Poussin paraît être un bon point de départ. Et une autre anecdote me vient ici à l’esprit. En 1994, stupéfié par l’aveu de mon amie Rosalind Krauss qu’elle n’avait jamais vraiment aimé Poussin, j’ai organisé avec elle une visite de la gigantesque rétrospective du peintre qui se tenait alors au Grand Palais à Paris. En entrant dans la première galerie, nous avons constaté que celle-ci était très faiblement éclairée et nous en avons déduit que cette faible luminosité avait quelque chose à voir avec le fait que le musée était fermé au public. La seconde galerie, en revanche, était peuplée d’une foule de photographes et de journalistes de télévision dont les projecteurs aveuglants inondaient les tableaux de lumière. « À l’aide! », étions-nous tentés de nous exclamer (mais nous ne l’avons pas fait), et nous avons plutôt rapidement contourné cette pièce anormalement lumineuse. Nos yeux s’étaient déjà adaptés à l’éclairage tamisé : les rayons durs et incandescents projetés sur les toiles de Poussin par l’équipe technique ressemblaient à un acte d’agression.
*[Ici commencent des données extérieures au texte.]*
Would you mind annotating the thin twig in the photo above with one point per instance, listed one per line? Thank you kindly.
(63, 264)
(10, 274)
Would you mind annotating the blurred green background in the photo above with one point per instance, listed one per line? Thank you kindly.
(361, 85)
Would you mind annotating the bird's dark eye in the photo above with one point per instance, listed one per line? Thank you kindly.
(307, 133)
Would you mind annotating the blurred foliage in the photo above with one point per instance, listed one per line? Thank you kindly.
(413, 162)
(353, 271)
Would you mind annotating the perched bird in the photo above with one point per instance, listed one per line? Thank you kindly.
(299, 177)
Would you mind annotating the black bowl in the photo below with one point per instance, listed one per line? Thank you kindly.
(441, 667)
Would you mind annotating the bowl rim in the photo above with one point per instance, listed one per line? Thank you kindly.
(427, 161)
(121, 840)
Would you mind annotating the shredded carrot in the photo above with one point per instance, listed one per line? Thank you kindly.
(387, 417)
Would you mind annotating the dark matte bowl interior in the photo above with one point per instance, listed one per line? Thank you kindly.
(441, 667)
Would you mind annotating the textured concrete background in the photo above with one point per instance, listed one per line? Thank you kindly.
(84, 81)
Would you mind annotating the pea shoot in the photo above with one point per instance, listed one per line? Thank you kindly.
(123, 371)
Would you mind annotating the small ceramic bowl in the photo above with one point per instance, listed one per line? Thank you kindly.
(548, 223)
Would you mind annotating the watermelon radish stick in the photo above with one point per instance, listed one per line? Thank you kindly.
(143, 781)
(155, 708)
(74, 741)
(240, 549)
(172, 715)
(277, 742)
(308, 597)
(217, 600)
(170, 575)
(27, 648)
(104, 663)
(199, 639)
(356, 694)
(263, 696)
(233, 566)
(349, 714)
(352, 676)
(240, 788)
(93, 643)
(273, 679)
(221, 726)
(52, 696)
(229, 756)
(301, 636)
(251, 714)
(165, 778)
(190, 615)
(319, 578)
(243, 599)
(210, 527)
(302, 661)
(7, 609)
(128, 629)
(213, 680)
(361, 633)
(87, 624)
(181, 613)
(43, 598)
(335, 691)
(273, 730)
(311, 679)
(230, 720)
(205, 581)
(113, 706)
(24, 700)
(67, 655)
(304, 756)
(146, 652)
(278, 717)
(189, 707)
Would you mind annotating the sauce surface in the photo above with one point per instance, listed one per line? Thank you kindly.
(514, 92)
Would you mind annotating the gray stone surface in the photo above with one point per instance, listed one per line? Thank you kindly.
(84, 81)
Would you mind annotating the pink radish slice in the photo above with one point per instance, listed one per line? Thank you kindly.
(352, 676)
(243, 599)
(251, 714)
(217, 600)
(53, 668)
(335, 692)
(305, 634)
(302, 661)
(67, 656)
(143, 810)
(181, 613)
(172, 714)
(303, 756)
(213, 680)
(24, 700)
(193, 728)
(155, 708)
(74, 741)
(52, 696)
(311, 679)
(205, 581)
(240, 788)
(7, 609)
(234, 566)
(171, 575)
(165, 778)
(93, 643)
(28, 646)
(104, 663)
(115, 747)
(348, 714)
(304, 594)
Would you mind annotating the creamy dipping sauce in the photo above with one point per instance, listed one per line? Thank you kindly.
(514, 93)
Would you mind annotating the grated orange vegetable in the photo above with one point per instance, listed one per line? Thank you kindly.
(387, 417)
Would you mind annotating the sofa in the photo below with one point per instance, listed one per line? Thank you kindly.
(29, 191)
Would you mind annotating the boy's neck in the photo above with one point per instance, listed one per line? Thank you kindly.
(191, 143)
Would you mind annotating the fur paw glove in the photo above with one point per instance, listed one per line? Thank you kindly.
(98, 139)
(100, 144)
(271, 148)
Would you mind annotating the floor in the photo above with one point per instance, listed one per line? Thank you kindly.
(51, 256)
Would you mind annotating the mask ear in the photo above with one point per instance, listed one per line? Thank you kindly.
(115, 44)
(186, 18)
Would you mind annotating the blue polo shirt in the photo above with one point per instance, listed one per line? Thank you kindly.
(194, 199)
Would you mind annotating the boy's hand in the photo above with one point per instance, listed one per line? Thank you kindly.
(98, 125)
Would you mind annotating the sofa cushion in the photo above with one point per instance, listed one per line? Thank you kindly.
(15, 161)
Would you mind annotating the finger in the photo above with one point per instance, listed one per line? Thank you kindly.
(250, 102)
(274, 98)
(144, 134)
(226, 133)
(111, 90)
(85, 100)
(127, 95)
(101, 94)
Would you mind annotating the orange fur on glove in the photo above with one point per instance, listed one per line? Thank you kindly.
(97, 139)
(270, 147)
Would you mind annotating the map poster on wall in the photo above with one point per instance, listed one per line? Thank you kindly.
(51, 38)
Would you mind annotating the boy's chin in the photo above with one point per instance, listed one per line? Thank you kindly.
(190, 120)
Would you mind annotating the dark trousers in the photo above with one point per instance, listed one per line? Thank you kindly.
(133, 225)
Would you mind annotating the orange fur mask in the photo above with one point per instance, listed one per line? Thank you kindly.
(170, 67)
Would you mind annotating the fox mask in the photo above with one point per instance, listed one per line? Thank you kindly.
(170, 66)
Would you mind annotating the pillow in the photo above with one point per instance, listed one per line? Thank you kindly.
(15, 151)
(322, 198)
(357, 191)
Pendant plusieurs heures, nous avons déambulé à travers l’exposition, regardant chaque tableau pour une durée considérablement plus longue que celle dont nous aurions pu bénéficier au cours d’une journée ordinaire, lorsque le musée est ouvert. Peu à peu, nous avons compris que notre rythme inhabituel avait peu à voir avec les circonstances privilégiées de notre visite. Ce sont plutôt les œuvres de Poussin elles-mêmes, vues pour une fois dans la faible lumière (principalement naturelle) pour laquelle elles ont été peintes, qui nous ont forcé à ajuster notre regard et à faire pleinement l’expérience de la subtilité inouïe avec laquelle l’artiste module la vitesse dans ses tableaux, exploitant divers degrés de vélocité perceptuelle à des fins narratives. Nous avons ainsi réalisé que Poussin construit ses scènes avec un sens aigu de la façon dont nos yeux réagissent aux variations de teintes et de valeurs. Le plus souvent, il établit deux vitesses extrêmes – très rapide et très lent – avec peu de gradations entre les deux. Nous sommes d’abord frappés, en un éclair, par un assortiment de plans de couleur saturée (habituellement lumineuse, habituellement primaire). Puis, lorsque ce premier assaut pictural s’est apaisé, nous en venons à graduellement apprécier la douce invitation des bruns et des verts plus foncés qui remplissent le reste de l’image, d’où émergent, lentement décantées, d’abord une figure, puis une autre, puis une autre encore ; et c’est ce dernier personnage, surgissant de l’obscurité qui se dissipe, qui apparaît parfois comme la clé pour résoudre l’énigme du conte obscur que la peinture prétend raconter. Il n’aurait pas été exagéré de dire que ma foi en Poussin fut redoublée si elle n’avait pas déjà été à son apogée ; mais, surtout, ma compagne était aussi devenue une convertie. Une semaine après cette visite, j’ai découvert, à la lecture d’une critique de l’exposition, que l’atténuation des lumières au Grand Palais n’avait rien à voir avec notre présence un jour de fermeture. Au contraire, il s’agissait d’un choix délibéré de la part du conservateur, Pierre Rosenberg, pour lequel il fut d’ailleurs systématiquement éreinté par la presse. Je lui ai envoyé une lettre de fan.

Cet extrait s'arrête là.